AMR Campylobacter Retail Chicken Survey
The FSA has carried out several microbiological surveys of Campylobacter contamination in fresh
whole UK-produced chilled chickens at retail sale. As part of this survey, a subset of the
Campylobacter isolates collected has been tested for their resistance to a range of antibiotic
agents.
A first overall survey tested 4,011 samples of whole, UK-produced fresh chicken during the period
February 2014 to March 2015 (Year 1). The samples were evenly distributed throughout the year
and the UK (in proportion to population size of each country), and testing was performed by six
laboratory sites. Retailers were sampled in proportion to their market share, according to available
data, with their share of free range, organic and standards chickens taken into account.
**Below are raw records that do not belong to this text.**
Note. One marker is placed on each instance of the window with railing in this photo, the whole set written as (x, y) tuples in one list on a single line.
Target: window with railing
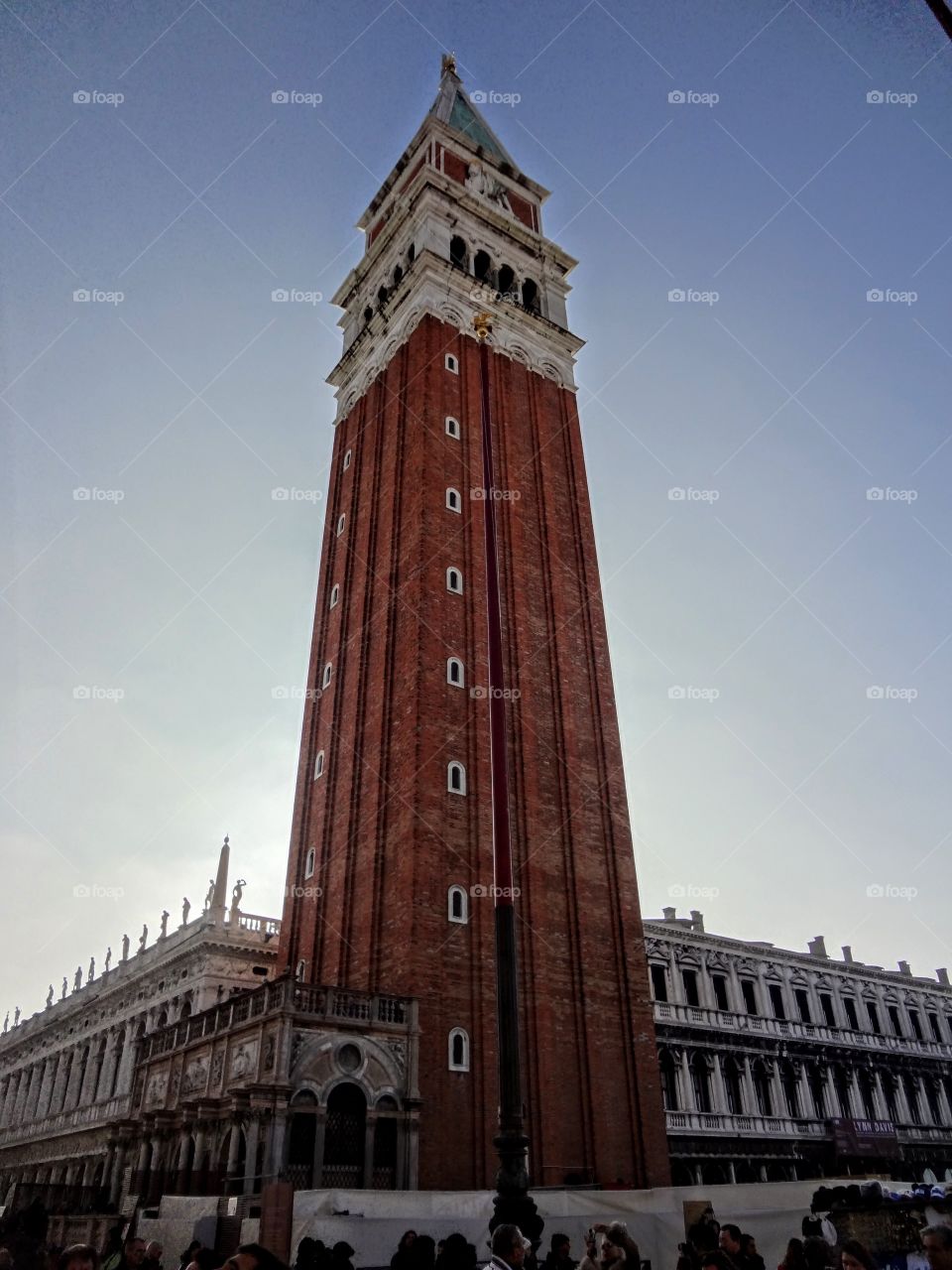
[(690, 993), (720, 989)]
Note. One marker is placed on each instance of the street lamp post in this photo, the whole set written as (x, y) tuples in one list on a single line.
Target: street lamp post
[(512, 1202)]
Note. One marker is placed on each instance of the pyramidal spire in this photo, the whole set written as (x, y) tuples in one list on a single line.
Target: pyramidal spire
[(458, 111)]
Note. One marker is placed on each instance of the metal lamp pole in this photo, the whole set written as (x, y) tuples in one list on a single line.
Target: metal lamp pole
[(512, 1202)]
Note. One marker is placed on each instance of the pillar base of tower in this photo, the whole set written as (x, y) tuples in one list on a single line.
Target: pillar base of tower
[(513, 1206)]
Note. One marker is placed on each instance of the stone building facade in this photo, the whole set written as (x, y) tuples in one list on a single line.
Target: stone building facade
[(188, 1067), (67, 1116), (778, 1065)]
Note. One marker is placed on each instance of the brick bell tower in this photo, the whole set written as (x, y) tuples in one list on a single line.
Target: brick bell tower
[(393, 813)]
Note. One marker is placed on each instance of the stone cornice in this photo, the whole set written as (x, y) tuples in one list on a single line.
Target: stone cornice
[(765, 952)]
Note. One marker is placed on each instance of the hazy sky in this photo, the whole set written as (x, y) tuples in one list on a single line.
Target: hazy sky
[(774, 790)]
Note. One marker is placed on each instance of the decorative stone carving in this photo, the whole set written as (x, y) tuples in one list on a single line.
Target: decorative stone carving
[(195, 1076), (243, 1060), (155, 1092), (398, 1051)]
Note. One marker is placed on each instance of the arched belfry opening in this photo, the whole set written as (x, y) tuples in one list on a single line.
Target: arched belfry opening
[(345, 1137)]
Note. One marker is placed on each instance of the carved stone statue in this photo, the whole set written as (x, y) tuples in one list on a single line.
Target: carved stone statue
[(479, 182)]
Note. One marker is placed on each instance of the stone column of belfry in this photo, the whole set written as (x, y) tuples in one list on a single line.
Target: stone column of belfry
[(399, 811)]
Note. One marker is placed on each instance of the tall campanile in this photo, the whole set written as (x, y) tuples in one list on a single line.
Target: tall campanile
[(391, 858)]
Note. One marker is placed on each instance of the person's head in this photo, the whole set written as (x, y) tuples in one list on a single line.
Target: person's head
[(253, 1256), (79, 1256), (937, 1241), (508, 1245), (730, 1238), (610, 1254), (816, 1252), (857, 1256)]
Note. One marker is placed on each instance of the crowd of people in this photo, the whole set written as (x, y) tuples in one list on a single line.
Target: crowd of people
[(715, 1246), (24, 1246), (710, 1245)]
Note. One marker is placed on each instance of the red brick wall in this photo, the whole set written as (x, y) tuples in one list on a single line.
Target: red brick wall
[(391, 839)]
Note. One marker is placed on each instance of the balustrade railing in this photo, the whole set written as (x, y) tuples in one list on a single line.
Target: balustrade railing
[(331, 1003), (671, 1011)]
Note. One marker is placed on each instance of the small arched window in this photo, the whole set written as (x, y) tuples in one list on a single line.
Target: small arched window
[(456, 778), (457, 906), (458, 254), (454, 672), (458, 1051)]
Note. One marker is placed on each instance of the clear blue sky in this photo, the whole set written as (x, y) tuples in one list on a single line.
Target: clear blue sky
[(772, 806)]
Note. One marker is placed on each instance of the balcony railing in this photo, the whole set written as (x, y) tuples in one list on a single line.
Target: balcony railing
[(746, 1125), (728, 1124), (725, 1020), (67, 1121), (331, 1003)]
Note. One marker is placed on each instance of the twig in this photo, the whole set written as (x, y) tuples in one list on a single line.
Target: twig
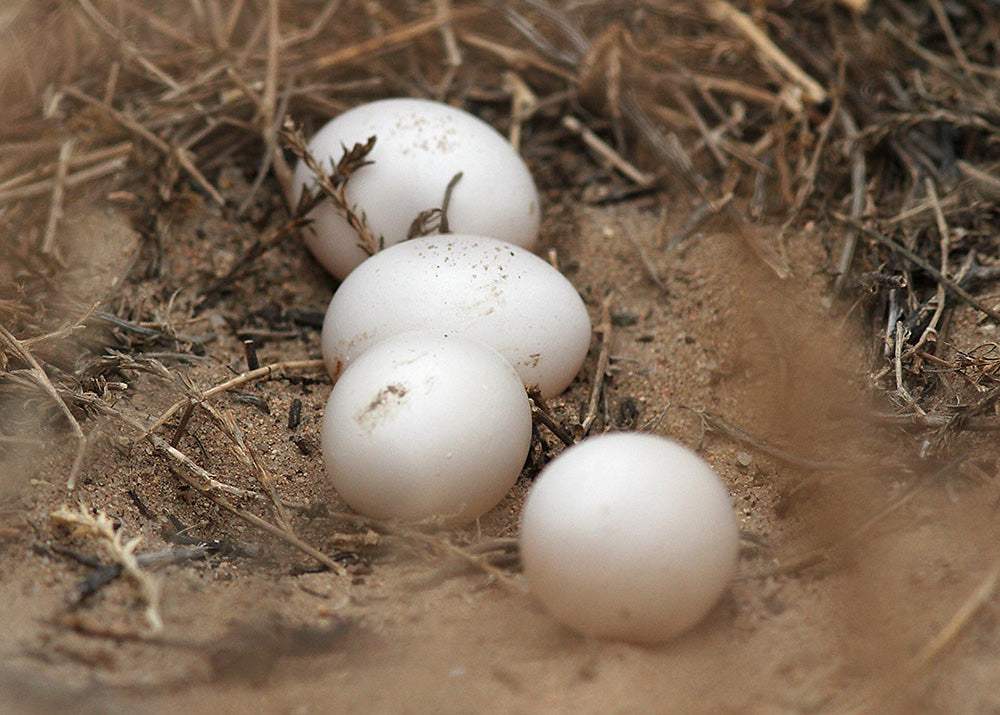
[(388, 41), (722, 11), (943, 639), (920, 262), (58, 189), (720, 424), (334, 186), (858, 171), (182, 156), (40, 188)]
A subset (283) of the Campylobacter isolates was tested for antibiotic resistance. These were
selected as every tenth isolate (or next viable isolate) but selection was adjusted to ensure
adequate representation of producer premises and retailers. All recoverable organic and free range
chicken isolates were included. The objective of the AMR analysis was to establish the proportion
of C. jejuni and C. coli strains isolated from Year 1 of the retail chicken survey that were resistant
to a range of antibiotic agents relevant to public health.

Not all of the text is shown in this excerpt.